Horas después, una vez se hubieran marchado los dolientes, habría sido recuperado. Era ceniza. Pero nunca murió del todo. Estaba a salvo de su enfermedad, no tenía venas que esta pudiera envenenar, ni órganos que pudiera deteriorar. Byrne (su nombre una súbita broma), debió de llevárselo, del color del carbón en su urna, molido hasta el último fragmento de hueso negro y carbón, hasta convertirse en polvo[1]. Lo mezcló con la base que había hecho preparar: goma, espíritu, agua y un rico hechizo.
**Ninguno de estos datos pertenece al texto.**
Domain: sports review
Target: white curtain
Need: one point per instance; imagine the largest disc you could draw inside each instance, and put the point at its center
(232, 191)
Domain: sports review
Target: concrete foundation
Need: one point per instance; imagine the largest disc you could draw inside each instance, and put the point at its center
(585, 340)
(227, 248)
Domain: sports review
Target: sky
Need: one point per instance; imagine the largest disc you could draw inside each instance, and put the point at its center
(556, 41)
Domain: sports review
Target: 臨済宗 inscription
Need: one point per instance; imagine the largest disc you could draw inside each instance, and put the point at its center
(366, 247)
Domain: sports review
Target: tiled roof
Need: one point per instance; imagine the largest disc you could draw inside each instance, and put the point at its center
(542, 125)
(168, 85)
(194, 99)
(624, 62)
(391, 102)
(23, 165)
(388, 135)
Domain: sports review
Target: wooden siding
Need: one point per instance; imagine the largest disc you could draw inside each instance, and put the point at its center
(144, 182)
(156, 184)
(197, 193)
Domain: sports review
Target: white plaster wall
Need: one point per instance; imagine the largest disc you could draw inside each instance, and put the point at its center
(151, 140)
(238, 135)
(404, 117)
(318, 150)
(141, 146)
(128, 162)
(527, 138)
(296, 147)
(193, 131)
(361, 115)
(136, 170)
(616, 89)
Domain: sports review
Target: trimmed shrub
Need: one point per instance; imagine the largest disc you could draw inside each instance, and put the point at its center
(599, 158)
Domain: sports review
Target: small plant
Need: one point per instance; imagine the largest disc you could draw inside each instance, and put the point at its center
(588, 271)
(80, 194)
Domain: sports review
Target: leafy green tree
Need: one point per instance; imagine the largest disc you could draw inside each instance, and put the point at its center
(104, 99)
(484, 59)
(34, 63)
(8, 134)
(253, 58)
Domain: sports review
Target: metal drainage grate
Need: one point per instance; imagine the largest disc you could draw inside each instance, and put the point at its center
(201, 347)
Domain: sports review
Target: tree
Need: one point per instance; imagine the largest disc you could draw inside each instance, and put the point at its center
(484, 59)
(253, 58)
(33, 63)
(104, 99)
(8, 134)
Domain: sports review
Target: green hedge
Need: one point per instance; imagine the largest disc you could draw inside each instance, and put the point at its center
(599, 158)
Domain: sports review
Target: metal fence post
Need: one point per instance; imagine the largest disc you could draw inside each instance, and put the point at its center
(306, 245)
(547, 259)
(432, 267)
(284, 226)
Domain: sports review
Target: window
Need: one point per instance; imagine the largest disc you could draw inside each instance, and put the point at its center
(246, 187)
Luego ella debió de hundir la pluma en él, cerró los ojos, arrastró la punta por el papel. Para ver la fina línea trazar una caligrafía deshilvanada, una sustancia aprendiéndose a sí misma, ella admirada, entre la lealtad y el regocijo, a medida que la tinta autoescribía: «Hola otra vez».

* * *

—¿Por qué ha hecho todo esto? —dijo Dane. Miraba fijamente el papel. Este lo miraba a su vez, entintadamente—. ¿Por qué quiere que arda el mundo? ¿Porque eso fue lo que hizo él? ¿Quiere venganza contra todo?

—No lo sé.

Billy estaba recogiendo los aviones de papel. Sostuvo uno en alto. La palabra que tenía escrita era «Álamo». En otro, «Atadura». En otro ponía «Teléfono». En letra súper fina. Todos incorporaban unos pequeños ojos garabateados. Ese era el remanente del honor, nostalgia de espurios tiempos de leyenda.

¿Fue siempre una mentira, pensó Billy? ¿Había sido siempre tan salvaje este asesino quebrantador de la neutralidad? ¿Había ocurrido algo que lo hubiera convertido en proveedor de esto? La vastedad de su crimen.

Dane fue pasando de una sala destrozada a otra y reuniendo pedazos de la cultura krakenista, enseres aquí y allá, armas. Algunos de los de la congregación krakenista debían de haber salido, a hacer algún recado, conservando sus vidas, y pronto descubrirían lo que le había sucedido a su religión. Al igual que los últimos londromantes, ahora eran exiliados. Su papa asesinado ante su altar. Pero en esa madriguera, en ese momento, rebuscando entre la basura de los muertos, Dane era el último hombre de la tierra.

¿De dónde venía la luz? Había algunas bombillas que no estaban rotas, pero la iluminación gris de los pasillos parecía sobrepasar los esfuerzos de aquellas pequeñas sepias. La sangre que había por todas partes se veía negra. Billy había oído decir que la luz de la luna hacía que la sangre pareciera negra. Miró a los ojos de uno de los aviones de papel. Le devolvían la mirada. Su papel volvió a agitarse, soplado por ningún viento.

—Está intentando escapar —dijo—. ¿Por qué iban a… él… por qué iba a venir aquí él, y no limitarse a dar órdenes? Está vigilando. ¿Ves lo fina que es esta pluma? ¿Te acuerdas de lo cuidadosa que era Byrne con los papeles en los que escribía? ¿Cómo cambiaba de pluma? Para poder raspar la tinta y extraerla. No debe de quedar mucho más de él.

—¿Por qué iba a querer hacer esto? —gritó Dane. Billy seguía mirando los ojos del papel caído.

—No lo sé. Eso es lo que tenemos que averiguar. Ahora mi pregunta es esta: ¿cómo se interroga a la tinta?